Work as we know it is being profoundly transformed at an ever increasing speed. This holds great opportunity and risk: the good news is that robots will soon do menial work for us, but the bad is that the loss of these jobs could increase in social tensions, especially in underdeveloped countries. What will happen to work after the 4th industrial revolution? This is a key topic that will be explored at OuiShare Fest 2016.
The Fourth Industrial Revolution, as described in a recent book, The Fourth Industrial Revolution by Prof. Klaus Schwab (Chairman of the World Economic Forum), “is characterized by a fusion of technologies that is blurring the lines between the physical, digital, and biological spheres”. Artificial intelligence, Nanotechnologies, Biotechnologies, 3d Printing, Robots, and the Internet are the main drivers of this new moment that is disrupting almost all job positions.

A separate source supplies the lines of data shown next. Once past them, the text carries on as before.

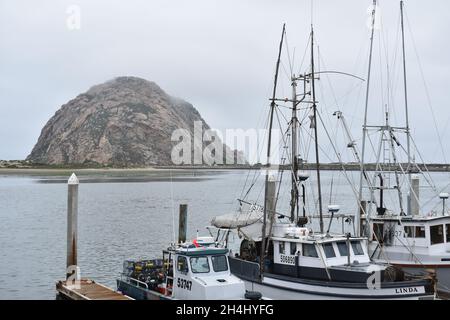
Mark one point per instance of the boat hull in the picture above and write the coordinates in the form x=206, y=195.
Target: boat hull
x=276, y=289
x=280, y=287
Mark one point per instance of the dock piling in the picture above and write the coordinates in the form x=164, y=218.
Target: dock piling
x=72, y=226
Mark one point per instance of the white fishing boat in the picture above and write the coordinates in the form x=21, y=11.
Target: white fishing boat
x=279, y=254
x=405, y=236
x=197, y=270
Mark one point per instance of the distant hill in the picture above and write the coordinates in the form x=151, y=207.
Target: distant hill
x=125, y=122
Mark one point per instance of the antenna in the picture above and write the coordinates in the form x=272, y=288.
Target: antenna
x=272, y=109
x=358, y=215
x=313, y=87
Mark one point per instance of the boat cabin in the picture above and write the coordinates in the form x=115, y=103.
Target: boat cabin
x=323, y=257
x=426, y=232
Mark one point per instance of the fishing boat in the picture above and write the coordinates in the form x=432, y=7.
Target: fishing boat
x=280, y=254
x=197, y=270
x=405, y=236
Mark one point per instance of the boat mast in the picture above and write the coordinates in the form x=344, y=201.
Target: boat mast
x=408, y=134
x=269, y=144
x=294, y=177
x=313, y=87
x=358, y=214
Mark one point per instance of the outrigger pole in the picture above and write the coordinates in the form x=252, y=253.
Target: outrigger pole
x=408, y=147
x=269, y=145
x=358, y=214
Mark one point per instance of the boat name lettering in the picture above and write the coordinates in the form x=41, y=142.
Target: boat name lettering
x=287, y=259
x=184, y=284
x=406, y=290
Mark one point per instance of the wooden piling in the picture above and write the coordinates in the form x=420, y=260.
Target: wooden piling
x=182, y=224
x=72, y=224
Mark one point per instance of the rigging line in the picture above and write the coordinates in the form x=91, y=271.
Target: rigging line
x=286, y=73
x=304, y=55
x=355, y=192
x=427, y=92
x=173, y=208
x=259, y=152
x=431, y=182
x=288, y=53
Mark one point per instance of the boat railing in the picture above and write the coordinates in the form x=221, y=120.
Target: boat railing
x=134, y=281
x=243, y=268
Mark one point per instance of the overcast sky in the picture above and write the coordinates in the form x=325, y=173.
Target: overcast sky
x=218, y=55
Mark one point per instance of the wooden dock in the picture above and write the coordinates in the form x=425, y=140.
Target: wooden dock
x=88, y=290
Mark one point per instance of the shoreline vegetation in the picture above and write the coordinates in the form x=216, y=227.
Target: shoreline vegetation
x=23, y=166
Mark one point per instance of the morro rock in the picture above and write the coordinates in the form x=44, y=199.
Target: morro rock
x=126, y=122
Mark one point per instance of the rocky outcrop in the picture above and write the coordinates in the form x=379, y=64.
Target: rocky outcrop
x=126, y=122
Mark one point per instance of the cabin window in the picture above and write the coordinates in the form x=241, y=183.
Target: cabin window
x=420, y=232
x=343, y=248
x=409, y=231
x=437, y=234
x=378, y=231
x=293, y=249
x=182, y=265
x=309, y=250
x=199, y=265
x=281, y=247
x=329, y=250
x=357, y=248
x=219, y=263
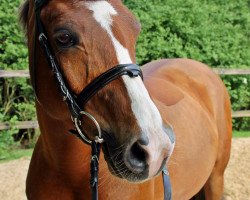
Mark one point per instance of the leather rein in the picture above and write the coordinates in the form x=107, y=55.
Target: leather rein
x=75, y=103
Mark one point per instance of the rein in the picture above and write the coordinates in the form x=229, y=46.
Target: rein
x=75, y=103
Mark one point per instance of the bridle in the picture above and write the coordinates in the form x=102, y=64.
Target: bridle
x=75, y=103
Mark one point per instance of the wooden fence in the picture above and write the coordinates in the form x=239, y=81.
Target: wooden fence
x=34, y=124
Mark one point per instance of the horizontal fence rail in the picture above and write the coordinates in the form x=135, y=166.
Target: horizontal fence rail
x=25, y=73
x=34, y=124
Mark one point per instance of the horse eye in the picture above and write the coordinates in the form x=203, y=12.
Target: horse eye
x=64, y=39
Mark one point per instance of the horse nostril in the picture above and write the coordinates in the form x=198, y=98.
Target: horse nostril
x=136, y=158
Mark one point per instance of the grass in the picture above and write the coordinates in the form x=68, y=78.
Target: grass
x=12, y=154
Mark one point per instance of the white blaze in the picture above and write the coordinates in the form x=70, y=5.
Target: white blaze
x=144, y=109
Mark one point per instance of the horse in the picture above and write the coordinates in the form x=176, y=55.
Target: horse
x=136, y=116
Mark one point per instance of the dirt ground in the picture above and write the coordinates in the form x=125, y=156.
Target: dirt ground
x=237, y=179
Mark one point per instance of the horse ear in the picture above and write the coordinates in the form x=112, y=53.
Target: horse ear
x=163, y=91
x=23, y=14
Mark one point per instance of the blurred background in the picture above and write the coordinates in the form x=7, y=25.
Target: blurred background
x=215, y=32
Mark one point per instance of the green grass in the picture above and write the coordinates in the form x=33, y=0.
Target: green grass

“Work that humans do used to be a role, now it is a task, but it is going to be a relationship: work is interaction between interdependent people. The really big idea of 2016 is to reconfigure agency in a way that brings relationships into the center. The mission is to see action within relationships.” - Esko Kilpi, OuiShare Fest Speaker
According to a study from Oxford University entitled The future of employment, about 47% of total US employment is at risk: “… there is a current trend towards labour market polarization, with growing employment high-income cognitive jobs and low-income manual occupations, accompanied by a hollowing-out of middle-income routine jobs.
Inequality: only the tip of the iceberg
As the economists Erik Brynjolfsson and Andrew McAfee have pointed out, “this new revolution could yield greater inequality, particularly in its potential to disrupt labor markets. As automation substitutes labor across the entire economy, the net displacement of workers by machines might exacerbate the gap between returns to capital and returns to labor.”
In this must read article from The Guardian: 4th Industrial Revolution brings promise and peril for humanity, Prof. Schwab compares “Detroit in 1990 with Silicon Valley in 2014. In 1990 the three biggest companies in Detroit had a market capitalisation of $36bn (£25bn), revenues of $250bn and 1.2 million employees. In 2014, the three biggest companies in Silicon Valley had a considerably higher market capitalisation ($1.09tn) generated roughly the same revenues ($247bn) but with about 10 times fewer employees (137,000).
Who will we work for? Robots, platforms or nobody?
It is easier to make money today with fewer workers than it was a quarter of a century ago. Setting up and running a car company was an expensive business and required a lot of workers. A company that makes its money out of a smart apps requires less capital, doesn’t have to pay for storage or transport in the way that car companies do and incurs virtually no extra costs as the number of users increases. In the jargon of economics, the marginal costs per unit of output tends towards zero and the returns to scale are high. This explains why tech entrepreneurs can get very rich very young.”